O que equivale, em termos de proporção, ao gráfico abaixo:


A partir desse resultado, pude fazer algumas inferências: 

  1. Possivelmente, Machado de Assis é o autor mais lido e aquele visto, por nós, como o mais conhecido pelos estrangeiros;
  2. Clarice Lispector é mais conhecida e lida do que podem supor alguns críticos de sua obra que a consideram densa e “difícil” (com exceção, claro, da sua última obra, A hora da estrela);
  3. Poesia não parece ser um gênero tão apreciado hoje em dia, visto que Drummond – o poeta brasileiro mais conhecido, aqui e lá fora, hoje e desde que surgiu sua primeira obra, em 1930 – ficou apenas com o terceiro lugar e com um terço dos votos de Machado de Assis;
  4. Guimarães Rosa não parece ser um autor tão lido e apreciado pelo leitor médio e, até mesmo, pelos especialistas, como professores, críticos e jornalistas.

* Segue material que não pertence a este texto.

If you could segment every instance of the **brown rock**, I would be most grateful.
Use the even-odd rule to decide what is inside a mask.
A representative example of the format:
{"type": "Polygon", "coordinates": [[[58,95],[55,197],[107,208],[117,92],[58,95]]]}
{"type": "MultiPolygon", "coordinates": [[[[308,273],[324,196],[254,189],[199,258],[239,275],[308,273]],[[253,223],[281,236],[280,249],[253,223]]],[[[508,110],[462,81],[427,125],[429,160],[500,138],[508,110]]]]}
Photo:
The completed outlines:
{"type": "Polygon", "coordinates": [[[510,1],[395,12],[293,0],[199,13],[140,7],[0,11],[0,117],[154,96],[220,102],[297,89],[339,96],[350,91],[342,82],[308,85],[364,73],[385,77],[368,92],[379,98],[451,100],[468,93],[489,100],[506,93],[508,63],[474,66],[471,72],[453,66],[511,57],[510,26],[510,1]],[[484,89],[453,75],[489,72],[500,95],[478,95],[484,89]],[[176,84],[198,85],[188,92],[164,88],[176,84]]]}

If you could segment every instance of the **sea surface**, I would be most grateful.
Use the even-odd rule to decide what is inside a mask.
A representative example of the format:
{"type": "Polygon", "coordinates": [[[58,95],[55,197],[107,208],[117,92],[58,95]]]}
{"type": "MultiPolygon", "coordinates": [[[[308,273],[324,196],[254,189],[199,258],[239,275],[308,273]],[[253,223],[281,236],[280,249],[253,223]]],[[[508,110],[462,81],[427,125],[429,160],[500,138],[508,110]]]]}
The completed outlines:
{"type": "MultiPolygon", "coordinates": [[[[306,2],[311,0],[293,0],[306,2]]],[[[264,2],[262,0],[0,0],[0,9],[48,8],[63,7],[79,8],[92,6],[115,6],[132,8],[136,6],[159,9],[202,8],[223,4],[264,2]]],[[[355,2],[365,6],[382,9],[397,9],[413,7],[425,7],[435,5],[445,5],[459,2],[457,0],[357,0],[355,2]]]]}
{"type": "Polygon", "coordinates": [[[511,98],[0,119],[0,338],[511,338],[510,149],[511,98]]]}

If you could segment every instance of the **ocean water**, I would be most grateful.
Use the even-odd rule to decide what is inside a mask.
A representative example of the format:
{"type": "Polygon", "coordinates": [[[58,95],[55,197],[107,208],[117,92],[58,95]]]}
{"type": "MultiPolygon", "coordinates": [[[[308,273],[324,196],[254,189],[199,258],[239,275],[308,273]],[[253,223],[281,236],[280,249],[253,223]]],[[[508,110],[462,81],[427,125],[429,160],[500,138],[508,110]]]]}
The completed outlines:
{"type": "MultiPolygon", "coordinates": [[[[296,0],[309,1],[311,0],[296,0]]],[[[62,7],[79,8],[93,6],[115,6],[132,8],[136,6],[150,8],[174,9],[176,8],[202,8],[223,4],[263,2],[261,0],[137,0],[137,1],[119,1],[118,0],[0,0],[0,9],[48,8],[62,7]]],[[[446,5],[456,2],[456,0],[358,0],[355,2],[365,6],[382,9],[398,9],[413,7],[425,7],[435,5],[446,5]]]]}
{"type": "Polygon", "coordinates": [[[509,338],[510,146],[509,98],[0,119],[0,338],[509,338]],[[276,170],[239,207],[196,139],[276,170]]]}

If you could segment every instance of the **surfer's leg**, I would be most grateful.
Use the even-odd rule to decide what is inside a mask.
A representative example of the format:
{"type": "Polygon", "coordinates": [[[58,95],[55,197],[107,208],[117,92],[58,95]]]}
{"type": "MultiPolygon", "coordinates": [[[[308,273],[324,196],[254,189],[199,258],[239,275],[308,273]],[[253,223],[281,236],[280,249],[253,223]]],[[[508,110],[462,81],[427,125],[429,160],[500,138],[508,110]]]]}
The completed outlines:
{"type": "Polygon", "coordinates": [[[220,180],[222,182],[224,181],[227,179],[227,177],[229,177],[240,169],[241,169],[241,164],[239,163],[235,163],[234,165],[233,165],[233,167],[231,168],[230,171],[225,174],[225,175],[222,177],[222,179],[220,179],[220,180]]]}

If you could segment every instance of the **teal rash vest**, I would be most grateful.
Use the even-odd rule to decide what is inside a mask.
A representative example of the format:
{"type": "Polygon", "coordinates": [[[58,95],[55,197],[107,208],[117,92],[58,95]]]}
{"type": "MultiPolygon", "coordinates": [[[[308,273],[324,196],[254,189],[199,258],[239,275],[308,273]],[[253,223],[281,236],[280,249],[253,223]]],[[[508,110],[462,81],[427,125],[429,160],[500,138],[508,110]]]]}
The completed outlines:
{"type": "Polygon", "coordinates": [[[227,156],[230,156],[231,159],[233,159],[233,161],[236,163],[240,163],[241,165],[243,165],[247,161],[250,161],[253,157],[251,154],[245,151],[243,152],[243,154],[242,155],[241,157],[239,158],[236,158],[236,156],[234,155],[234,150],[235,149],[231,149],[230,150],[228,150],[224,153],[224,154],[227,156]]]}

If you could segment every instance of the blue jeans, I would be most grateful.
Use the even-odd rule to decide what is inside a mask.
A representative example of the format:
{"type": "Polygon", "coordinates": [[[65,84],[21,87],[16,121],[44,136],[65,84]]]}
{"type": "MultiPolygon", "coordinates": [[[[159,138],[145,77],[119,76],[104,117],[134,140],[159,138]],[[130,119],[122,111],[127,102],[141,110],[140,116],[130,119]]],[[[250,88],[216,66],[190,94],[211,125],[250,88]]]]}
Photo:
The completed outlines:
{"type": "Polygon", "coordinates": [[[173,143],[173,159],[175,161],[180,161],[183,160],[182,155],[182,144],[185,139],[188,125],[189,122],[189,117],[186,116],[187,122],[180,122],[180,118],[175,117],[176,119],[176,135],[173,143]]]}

Essas – é preciso deixar bem claro – são impressões minhas, suscitadas a partir da análise do resultado dessa enquete despretensiosíssima. Não são verdades absolutas.

Quanto a Machado ser o autor mais lido e conhecido, tanto por brasileiros quanto por estrangeiros, é meio que unanimidade. Dificilmente alguém duvida desse fato. Inclusive, algumas matérias bem atuais celebram o fato de Machado de Assis estar sendo (re)descoberto por falantes da língua inglesa por conta de algumas traduções novinhas em folha.

Quanto à Clarice ser mais conhecida do que alguns podem supor, creio que – se for verdade – é uma surpresa para muitos, embora – creio – não para os editores e especialistas em literatura. Clarice sempre foi muito lida e celebrada, desde sua primeira obra até hoje em dia, apesar de sua prosa diferentona e (por causa) das reiteradas epifanias de suas personagens.

Assim como Machado de Assis na prosa, Drummond é outra unanimidade, só que na poesia. Poucos são os que contrariam a opinião de que ele é o maior poeta brasileiro e um dos maiores poetas da língua portuguesa, junto com Fernando Pessoa e Camões. O fato é que, hoje em dia, parece que a leitura de poesia está em desuso. Em tempos de proliferação de notícias e não-notícias, informações e fake news, com textos cada vez mais fluídos, rápidos, simplórios, às vezes apelativos e conspiratórios, a poesia – por ser um gênero que exige muito do leitor – talvez não esteja muito em voga.

Guimarães Rosa é um autor à parte. É um acontecimento. Nunca houve e (ainda) não surgiu outro escritor brasileiro que beira a sua capacidade de transcriação linguística. Há uma língua portuguesa, conhecida por todos os seus falantes, sejam do Brasil, de Portugal ou de Guiné-Bissau. E há outra língua portuguesa, criada por Guimarães Rosa. Isso, por si só, afasta bastante os leitores médios da sua literatura. Afasta, na verdade, até alguns especialistas (professores, críticos, jornalistas culturais, escritores, etc.). Guimarães é meio que James Joyce – todo mundo já ouviu falar, todo mundo sabe que é gênio, mas pouquíssimos os leram. Apenas cinco (5) pessoas de sessenta e sete (67) votarem nele, mesmo que numa enquete tão sem pretensões, diz muita coisa em suas entrelinhas...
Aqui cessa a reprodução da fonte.